Current LCHD administrator Michelle Ross started as a volunteer and has worked her way up to administrator.
“She’s pretty proud of the fact that she started there and was trained by Julie as a hospice volunteer, became a social worker, then community health director, and now administrator,” Biddenstadt said.
Schilling said volunteer training is an eight week course and said there was a big interest to volunteer and some of those original volunteers are still with the group.
Becky Worster, a nurse practitioner with LCHD-Hospice, said most of the volunteers with the group are people who have been touched by Hospice services at one point or another in their lives.
“Most of them, in some way, have been touched by hospice and they want to be a part of it, because they’ve seen how wonderful it is,” Worster said.
Technology hasn’t made things efficient as far as government regulations, but has reduced the time needed for contact and time of services.
“The people with cellphones are able to respond very quickly, and backup is more readily available,” Schilling said.
With the hospice market getting more crowded, LCHD has been able to continue to be a regional provider in Iowa and Illinois.
Tammy Wilson, the Financial Management Operations program director, credits that to the team’s reputation.
“I think it’s our wonderful reputation and our nurses. When we were doing this, we added up the number of years of experience that our hospice and home care staff have and it’s 285 not including volunteers,” she said.

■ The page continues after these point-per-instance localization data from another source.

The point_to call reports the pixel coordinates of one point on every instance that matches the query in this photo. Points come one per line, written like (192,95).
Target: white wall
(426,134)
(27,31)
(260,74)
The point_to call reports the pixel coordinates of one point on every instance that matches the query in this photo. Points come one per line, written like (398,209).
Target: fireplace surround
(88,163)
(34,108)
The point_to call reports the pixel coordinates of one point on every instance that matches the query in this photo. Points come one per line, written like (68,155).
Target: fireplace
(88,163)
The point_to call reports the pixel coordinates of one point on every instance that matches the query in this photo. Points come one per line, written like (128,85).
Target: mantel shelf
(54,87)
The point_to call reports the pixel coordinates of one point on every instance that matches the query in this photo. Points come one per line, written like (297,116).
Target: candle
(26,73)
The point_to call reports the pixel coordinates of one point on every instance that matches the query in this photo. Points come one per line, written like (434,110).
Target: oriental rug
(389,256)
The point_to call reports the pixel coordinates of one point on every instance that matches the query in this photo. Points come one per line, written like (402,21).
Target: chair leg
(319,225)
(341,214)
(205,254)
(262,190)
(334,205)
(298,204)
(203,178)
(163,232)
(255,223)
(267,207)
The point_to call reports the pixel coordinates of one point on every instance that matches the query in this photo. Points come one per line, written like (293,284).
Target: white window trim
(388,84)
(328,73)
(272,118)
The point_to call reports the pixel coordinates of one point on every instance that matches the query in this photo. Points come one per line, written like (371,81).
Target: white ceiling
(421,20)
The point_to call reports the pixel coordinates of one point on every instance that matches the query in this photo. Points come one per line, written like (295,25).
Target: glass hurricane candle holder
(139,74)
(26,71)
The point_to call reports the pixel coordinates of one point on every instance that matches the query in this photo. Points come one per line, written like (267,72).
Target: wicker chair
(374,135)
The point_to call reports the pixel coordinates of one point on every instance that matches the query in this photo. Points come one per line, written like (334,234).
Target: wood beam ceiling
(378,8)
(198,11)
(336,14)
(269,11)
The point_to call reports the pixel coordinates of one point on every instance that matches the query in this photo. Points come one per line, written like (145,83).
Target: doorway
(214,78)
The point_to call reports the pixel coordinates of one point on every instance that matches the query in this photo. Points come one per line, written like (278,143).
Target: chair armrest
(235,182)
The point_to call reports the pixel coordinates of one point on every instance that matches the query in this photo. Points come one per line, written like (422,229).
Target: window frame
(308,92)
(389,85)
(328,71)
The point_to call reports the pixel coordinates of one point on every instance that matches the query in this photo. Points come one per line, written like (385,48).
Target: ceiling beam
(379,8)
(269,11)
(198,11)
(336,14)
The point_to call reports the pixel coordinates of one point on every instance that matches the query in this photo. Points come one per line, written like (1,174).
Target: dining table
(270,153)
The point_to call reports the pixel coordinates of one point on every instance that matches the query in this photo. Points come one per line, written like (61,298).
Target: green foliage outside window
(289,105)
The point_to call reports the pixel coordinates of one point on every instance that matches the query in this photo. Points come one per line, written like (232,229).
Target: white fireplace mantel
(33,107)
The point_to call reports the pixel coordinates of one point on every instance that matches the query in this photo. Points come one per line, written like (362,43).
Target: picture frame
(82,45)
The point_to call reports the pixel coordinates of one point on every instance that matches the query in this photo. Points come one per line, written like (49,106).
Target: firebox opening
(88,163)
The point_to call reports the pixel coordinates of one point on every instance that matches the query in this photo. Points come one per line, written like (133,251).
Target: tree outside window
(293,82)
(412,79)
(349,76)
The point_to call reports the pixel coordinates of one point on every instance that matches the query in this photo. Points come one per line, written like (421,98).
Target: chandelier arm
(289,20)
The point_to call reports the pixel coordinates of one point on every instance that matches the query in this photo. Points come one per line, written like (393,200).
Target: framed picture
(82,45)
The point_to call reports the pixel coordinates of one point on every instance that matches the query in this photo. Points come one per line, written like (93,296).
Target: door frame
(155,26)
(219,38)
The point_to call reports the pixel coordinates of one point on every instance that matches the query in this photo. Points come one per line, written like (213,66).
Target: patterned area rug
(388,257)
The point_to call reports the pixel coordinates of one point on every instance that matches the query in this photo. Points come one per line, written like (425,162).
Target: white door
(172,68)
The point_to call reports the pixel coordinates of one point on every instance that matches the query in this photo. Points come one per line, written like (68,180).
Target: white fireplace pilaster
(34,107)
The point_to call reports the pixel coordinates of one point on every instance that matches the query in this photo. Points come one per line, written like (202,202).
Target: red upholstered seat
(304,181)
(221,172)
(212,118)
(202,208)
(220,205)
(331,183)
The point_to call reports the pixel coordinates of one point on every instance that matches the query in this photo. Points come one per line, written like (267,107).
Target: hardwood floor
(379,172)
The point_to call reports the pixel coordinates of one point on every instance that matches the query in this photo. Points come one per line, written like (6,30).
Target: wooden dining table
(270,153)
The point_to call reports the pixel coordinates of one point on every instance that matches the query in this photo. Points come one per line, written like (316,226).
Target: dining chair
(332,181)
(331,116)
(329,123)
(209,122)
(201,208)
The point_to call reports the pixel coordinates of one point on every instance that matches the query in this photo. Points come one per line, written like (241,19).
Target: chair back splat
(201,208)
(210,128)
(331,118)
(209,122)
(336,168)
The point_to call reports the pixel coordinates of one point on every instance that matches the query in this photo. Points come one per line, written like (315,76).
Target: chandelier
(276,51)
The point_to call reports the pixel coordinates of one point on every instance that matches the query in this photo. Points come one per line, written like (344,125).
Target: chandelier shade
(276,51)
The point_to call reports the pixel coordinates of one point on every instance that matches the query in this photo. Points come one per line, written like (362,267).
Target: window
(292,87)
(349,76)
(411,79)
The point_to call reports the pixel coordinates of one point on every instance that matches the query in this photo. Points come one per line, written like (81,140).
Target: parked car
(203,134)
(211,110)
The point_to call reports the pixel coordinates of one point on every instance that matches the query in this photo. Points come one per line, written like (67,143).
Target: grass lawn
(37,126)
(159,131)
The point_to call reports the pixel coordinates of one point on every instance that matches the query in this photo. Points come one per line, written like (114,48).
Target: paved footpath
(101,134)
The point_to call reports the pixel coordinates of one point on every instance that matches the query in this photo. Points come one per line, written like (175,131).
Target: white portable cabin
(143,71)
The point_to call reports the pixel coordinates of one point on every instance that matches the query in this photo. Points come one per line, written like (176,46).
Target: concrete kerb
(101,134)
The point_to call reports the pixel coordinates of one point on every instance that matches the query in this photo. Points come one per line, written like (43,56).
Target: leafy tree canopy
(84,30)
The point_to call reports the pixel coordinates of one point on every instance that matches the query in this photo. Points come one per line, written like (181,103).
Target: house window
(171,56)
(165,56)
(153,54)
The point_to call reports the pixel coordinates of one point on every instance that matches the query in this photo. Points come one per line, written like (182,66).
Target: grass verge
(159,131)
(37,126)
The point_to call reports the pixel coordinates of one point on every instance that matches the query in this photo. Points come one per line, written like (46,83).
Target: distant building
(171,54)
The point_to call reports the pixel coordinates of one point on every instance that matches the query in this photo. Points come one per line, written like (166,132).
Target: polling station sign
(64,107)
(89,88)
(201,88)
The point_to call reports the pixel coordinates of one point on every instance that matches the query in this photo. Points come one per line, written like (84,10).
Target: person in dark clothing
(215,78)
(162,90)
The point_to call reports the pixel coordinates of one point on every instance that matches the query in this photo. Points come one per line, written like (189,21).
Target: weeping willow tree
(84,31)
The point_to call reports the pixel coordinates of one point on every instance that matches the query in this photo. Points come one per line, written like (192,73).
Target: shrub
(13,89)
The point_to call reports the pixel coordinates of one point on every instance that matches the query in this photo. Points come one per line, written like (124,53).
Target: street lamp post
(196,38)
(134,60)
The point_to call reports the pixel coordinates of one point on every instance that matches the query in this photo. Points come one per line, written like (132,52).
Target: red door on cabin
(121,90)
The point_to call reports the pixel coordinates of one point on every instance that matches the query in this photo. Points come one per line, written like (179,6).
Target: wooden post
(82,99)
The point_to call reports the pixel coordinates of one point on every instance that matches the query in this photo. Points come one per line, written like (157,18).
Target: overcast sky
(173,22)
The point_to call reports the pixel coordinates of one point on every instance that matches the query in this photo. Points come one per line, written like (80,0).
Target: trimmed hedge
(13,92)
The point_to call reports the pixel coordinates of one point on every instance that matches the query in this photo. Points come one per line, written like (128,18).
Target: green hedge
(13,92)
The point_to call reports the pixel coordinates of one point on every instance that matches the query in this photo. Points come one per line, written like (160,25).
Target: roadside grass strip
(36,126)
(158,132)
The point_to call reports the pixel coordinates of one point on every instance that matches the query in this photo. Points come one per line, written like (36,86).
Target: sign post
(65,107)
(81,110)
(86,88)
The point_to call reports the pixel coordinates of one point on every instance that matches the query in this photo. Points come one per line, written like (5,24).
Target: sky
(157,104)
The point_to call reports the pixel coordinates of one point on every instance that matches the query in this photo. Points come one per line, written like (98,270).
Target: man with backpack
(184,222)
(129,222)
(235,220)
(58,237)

“It takes a very special person to do this stuff. They get close to their clients, knowing they are going to lose them. It takes a toll on them.”
Biddenstadt said one of the nurses has been with the group 25 years and two others have been around more than 20 years.

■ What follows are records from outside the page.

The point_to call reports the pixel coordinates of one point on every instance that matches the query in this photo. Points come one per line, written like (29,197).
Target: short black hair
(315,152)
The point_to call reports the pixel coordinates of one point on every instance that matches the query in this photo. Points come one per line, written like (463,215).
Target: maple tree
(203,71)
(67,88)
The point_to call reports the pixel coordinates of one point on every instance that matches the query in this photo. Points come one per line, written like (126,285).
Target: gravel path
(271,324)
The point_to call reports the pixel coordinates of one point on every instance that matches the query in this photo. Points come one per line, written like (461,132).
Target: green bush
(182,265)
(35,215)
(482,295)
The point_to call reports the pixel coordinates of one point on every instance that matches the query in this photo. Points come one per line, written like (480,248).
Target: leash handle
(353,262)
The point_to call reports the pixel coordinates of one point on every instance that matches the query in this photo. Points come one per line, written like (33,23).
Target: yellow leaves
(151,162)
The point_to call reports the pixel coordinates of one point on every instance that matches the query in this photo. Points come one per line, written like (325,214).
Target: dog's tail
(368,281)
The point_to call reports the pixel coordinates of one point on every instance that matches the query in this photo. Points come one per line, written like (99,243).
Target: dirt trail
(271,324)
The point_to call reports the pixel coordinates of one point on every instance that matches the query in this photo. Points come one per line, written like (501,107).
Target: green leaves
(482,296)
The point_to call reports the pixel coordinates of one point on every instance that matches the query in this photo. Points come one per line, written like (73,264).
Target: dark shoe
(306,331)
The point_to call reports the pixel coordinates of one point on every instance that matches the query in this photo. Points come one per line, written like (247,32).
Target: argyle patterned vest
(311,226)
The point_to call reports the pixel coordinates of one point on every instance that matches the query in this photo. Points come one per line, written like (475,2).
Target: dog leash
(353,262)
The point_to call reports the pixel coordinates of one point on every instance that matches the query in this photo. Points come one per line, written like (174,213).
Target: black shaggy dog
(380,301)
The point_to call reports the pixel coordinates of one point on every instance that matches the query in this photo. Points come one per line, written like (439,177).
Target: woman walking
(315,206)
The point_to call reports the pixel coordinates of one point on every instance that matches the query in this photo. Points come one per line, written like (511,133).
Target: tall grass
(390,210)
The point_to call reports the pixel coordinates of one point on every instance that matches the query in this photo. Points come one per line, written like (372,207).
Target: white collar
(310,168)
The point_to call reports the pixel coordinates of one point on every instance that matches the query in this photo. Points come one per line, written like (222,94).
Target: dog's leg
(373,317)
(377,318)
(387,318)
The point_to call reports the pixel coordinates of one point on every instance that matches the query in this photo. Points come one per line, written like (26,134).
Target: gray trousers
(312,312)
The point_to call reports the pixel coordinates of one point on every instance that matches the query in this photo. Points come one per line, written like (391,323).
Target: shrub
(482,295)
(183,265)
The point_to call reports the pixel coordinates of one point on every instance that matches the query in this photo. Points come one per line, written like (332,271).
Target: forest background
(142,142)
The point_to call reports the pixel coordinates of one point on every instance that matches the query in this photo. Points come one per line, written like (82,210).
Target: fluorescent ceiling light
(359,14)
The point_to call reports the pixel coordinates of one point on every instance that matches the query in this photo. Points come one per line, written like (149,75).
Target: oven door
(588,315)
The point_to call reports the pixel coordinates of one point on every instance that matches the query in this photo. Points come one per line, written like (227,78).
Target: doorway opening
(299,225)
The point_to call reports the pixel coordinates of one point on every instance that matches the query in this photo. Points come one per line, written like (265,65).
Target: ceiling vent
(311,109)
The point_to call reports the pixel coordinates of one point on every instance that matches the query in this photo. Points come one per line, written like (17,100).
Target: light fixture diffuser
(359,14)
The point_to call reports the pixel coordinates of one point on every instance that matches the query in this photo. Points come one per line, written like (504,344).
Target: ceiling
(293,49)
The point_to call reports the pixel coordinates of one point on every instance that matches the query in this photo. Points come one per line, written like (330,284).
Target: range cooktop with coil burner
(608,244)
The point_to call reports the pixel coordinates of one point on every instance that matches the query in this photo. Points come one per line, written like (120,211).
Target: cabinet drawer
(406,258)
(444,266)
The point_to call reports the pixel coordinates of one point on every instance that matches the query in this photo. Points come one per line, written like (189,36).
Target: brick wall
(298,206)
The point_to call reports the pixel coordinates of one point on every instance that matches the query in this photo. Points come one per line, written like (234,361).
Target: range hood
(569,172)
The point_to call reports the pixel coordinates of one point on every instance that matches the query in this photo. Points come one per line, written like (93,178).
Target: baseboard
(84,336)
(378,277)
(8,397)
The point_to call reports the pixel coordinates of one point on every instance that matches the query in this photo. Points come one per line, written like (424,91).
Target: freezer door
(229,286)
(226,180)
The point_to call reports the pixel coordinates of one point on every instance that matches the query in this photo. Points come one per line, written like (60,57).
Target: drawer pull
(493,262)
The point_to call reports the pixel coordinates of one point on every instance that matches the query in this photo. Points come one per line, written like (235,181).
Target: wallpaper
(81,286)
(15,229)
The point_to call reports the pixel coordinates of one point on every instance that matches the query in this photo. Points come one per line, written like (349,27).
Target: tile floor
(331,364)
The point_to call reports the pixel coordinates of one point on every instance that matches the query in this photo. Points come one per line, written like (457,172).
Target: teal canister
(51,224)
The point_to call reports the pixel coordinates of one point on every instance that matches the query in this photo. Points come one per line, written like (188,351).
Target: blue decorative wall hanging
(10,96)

She said the group just started in Lee County, but now also provides services to Des Moines, Henry, Van Buren counties in Iowa, and Hancock and Henderson Counties in Illinois. That also requires staff certifications to hold Iowa and Illinois licenses that are renewed every two years.
Testimonials are not hard to find about the hospice group’s services throughout the year.

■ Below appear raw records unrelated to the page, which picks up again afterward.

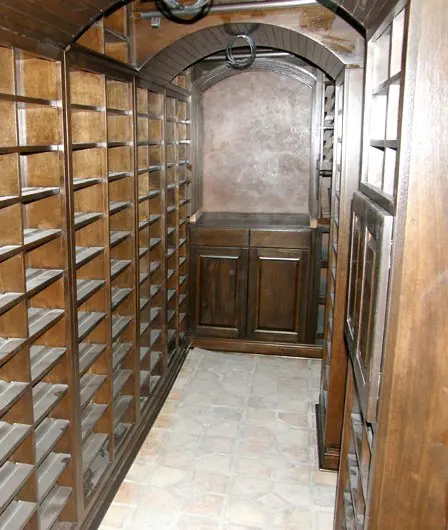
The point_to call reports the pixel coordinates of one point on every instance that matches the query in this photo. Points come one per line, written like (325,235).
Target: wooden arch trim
(58,24)
(168,63)
(218,74)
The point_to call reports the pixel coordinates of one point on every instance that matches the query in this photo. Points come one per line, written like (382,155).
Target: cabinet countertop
(273,221)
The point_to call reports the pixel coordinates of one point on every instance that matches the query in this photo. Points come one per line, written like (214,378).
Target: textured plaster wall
(256,151)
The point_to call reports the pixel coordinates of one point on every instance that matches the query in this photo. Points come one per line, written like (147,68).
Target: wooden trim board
(265,348)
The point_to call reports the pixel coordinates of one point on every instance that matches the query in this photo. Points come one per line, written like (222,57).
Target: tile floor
(234,448)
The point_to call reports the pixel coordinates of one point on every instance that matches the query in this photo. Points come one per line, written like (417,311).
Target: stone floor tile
(129,493)
(246,513)
(323,521)
(233,448)
(118,515)
(208,505)
(190,522)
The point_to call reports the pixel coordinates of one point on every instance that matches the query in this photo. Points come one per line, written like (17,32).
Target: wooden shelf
(12,477)
(118,295)
(53,506)
(85,235)
(119,352)
(121,407)
(11,436)
(120,379)
(35,237)
(91,448)
(88,355)
(90,384)
(18,514)
(87,288)
(87,322)
(119,324)
(47,435)
(45,397)
(86,254)
(90,417)
(48,473)
(43,359)
(117,266)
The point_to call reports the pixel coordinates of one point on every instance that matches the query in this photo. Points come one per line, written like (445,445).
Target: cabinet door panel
(278,282)
(219,291)
(367,297)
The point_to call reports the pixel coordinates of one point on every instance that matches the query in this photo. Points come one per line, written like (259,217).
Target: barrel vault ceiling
(56,23)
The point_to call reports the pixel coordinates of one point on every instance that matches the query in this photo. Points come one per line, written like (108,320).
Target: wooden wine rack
(94,204)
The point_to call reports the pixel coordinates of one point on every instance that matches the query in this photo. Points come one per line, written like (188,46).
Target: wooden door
(219,291)
(367,297)
(278,287)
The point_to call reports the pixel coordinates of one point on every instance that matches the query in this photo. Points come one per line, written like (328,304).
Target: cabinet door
(367,297)
(278,287)
(219,291)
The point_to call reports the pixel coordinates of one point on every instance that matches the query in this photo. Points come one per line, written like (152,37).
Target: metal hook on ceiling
(175,10)
(241,64)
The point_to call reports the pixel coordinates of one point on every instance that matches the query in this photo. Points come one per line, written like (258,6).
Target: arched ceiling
(167,64)
(56,23)
(292,70)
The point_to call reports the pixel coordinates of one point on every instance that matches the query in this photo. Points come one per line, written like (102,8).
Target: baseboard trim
(309,351)
(118,471)
(328,459)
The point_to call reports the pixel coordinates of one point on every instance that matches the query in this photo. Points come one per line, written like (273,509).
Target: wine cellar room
(223,265)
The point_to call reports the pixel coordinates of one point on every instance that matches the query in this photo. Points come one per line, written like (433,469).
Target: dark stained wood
(117,474)
(224,237)
(278,279)
(156,67)
(334,365)
(278,290)
(300,238)
(263,348)
(410,474)
(370,256)
(219,291)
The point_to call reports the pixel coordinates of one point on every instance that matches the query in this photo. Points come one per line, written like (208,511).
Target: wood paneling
(210,40)
(58,23)
(219,284)
(278,280)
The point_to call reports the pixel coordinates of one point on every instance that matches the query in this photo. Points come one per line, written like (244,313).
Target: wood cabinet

“Words cannot express the gratitude we have for you three ladies (Margaret, Becky, Jackie) and the Lee County Hospice for being there not only for our mom but also for the family. You helped manage and work through her pain, and being there to comfort her. Making sure all her needs were met, anything she needed you made sure she had as soon as possible. You helped so much with what time she had left and eventually through to the end. It was a comfort to know each time we called, that you were there for us. Each time you were asked to check on Mom or if the family just wanted to talk, all our needs were met with such compassion.” – family of Esther Drollinger
“Thank you for the care you showed our mother and family in her final days. It is greatly appreciated. A special thank you to Patty for helping us through. It put our mind at ease to know she was there for us.” – family of Sue Ann Schmitz
“We’d like to express our sincere gratitude for the hospice care that our dad received last week. It was such a blessing to know that he was comfortable during his final days, and that we were able to be with him in a safe and peaceful environment. Jessica was wonderful, and we’re so very appreciative of this service.” – family of Joseph “Jud” Boyer
A Hospice Open House will be held on Thursday from 3 p.m. to 6 p.m. at the office at #3 John Bennett Drive. At about 4:30 p.m., Schilling will offer a brief history and recognize the staff and board of health members.
Volunteers will also be on hand with displays showing data on the program and the Hospice Tree of Love will also be on display with a history of that program.
“We’re gonna celebrate what we’ve been able to accomplish over the past 30 years,” Biddenstadt said.